12. Tawa yang indah

750 103 7
                                    


.
.
.
.
.
San dan Dimas jelas terkejut saat Vier mengatakan jika Vion mengajak mereka keluar nanti sore, bahkan kemarin saat Vier meminta Vion ikut pemuda itu menolak dengan keras.

"Kamu serius ta Vi? Vion yang ngajak?" Vier mengangguk dan tersenyum.

"Beneran San, kalau gak percaya tanya aja ke Vion." Hanan, Kaivan dan Arka yang mendengar itu hanya tersenyum, berbeda dengan Kian yang terlihat tidak suka jika Dimas ikut.

"Aku nang Vion sek." Vier menatap Kian yang baru saja beranjak ke belakang, ketempat Vion berada.

"Kamu kok keliatan e bahagia banget Vi"?" Vier tersenyum manis saat Hanan bertanya.

"Yo aku pasti bahagia Nan, Vion gak nolak lagi buat pergi sama aku loh." Hanan, Kaivan, Arka, San dan Dimas ikut tersenyum mendengar seruan bahagia Vier.

"Ngedeketin Vion itu susah Vi, kamu harus ekstra sabar. Dan lagi Vion punya alasan yang bikin dia gak mau kamu deketin, coba ngertiin itu."
.
.
.
.
.
Kian menatap Vion yang tengah memainkan kaki di kolam ikan lekat, pemuda itu tampak biasa saja setelah mengajak Vier untuk pergi bersama nya nanti.

"Yon." Vion menoleh dan menemukan Kian mendekat.

"Apa?" Kian menggeleng pelan.

"Kamu beneran mau ngajakin mereka main nanti sore?" Vion mengangguk.

"Selagi gak ada ayah disini Yan, aku pingin main sama mas Vier." Kian menghela nafas, dia terlalu tau apa yang di pikirkan sahabatnya satu ini.

"Kalau kamu memang mau main, tolong yang lepas Yon. Vier udah gede, dia pasti bisa jaga dirinya sendiri." Vion mengangguk kecil.

"Aku harap gak ada yang lapor ke ayah nantinya, aku takut tapi aku pingin." Kian menepuk pundak Vion pelan.

"Nanti bilang ke Hanan, biar Hanan yang kasih tau mereka." Vion justru menggeleng saat Kian menyarankan itu.

"Gak usah Yan, biarin aja.

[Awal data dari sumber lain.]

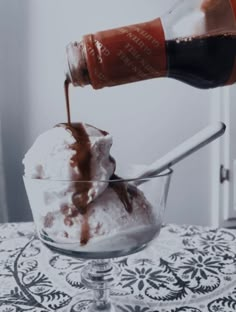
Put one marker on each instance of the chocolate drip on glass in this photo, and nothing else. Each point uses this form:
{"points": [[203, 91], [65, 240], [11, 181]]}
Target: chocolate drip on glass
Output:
{"points": [[66, 90]]}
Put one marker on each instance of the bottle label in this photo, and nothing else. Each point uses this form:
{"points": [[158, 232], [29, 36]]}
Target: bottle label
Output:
{"points": [[126, 54]]}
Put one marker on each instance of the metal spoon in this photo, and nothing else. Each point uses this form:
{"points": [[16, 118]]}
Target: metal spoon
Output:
{"points": [[191, 145]]}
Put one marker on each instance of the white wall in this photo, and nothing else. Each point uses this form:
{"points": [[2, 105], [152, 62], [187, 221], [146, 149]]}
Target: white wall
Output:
{"points": [[146, 119]]}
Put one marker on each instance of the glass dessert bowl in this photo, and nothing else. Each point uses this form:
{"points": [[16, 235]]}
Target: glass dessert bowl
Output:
{"points": [[121, 217]]}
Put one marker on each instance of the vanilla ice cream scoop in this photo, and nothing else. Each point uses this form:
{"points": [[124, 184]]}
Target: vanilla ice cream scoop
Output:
{"points": [[77, 152]]}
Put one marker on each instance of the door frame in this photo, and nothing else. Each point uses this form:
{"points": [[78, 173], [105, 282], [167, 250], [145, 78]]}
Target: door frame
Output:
{"points": [[222, 213]]}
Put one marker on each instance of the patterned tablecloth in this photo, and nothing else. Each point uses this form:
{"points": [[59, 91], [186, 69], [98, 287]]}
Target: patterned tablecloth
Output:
{"points": [[186, 269]]}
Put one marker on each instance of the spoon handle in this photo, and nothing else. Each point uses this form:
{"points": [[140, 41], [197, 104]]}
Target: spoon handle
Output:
{"points": [[183, 150]]}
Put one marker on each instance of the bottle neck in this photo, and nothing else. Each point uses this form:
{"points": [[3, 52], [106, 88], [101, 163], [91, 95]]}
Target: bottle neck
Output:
{"points": [[76, 67]]}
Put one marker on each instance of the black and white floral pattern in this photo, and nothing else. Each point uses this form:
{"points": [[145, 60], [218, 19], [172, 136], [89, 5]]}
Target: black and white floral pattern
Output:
{"points": [[186, 269]]}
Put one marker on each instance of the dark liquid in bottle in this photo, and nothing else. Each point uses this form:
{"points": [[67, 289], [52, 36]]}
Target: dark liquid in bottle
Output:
{"points": [[203, 62]]}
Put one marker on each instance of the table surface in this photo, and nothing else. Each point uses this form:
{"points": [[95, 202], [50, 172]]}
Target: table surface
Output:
{"points": [[186, 269]]}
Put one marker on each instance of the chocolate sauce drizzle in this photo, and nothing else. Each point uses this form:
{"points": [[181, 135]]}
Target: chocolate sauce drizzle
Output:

Aku gak mau mas Vier tau apa yang ayah lakuin ke aku." Kian berdecak kesal, padahal dia ingin sekali Vier tau apa yang dialami Vion di rumah selama dua tahun ini.

"Udah sekarang gak usah khawatirin apapun, kita liburan disini jadi lepasin semuanya." Vion mengangguk.

"Yan sini deh." Kian mendekat saat Vion menepuk lantai gazebo.

"Apa?" Kian menghela nafas saat Vion justru merebahkan kepalanya pada paha nya.

"Pusing apa ngantuk ini?" Tangan Kian spontan memainkan rambut Vion sambil memijat pelan kepala sahabatnya itu.

"Ngantuk, jadi pusing sedikit." Kian menatap lekat wajah Vion, pipi sahabatnya itu terlihat semakin tirus, tidak seperi dulu saat masih tinggal di malang.

"Berat badan mu turun lagi yo?" Vion hanya mengangguk kecil.

"Terakhir aku cek di rumah mu kemarin, turun dua kilo." Kian mengernyit tidak suka.

"Selama disini nanti makan seng banyak, pipi mu loh gak bisa di unyel-unyel lagi." Vion tertawa pelan saat Kian menusuk-nusuk pipinya dengan jari.

"Yo biarin, biar kamu gak unyel-ungel terus."
.
.
.
.
.
"Kita mau kemana?" San yang memang dasarnya selalu ingin tau akhirnya bertanya saat mereka dalam perjalanan.

"Bukit bintang." Jawaban Vion langsung membuat San dan Dimas mengernyit.

"Hah?"

"Ngapain disana? Ada tempat permainannya?" Hanan menggeleng.

"Gak ada, cuma bukit sama tanah lapang aja sih." Dimas langsung merengut.

"Lah kalau gak ada apa-apa terus ngapain kesana?" Kian yang mendengar protesan Dimas langsung berdecak.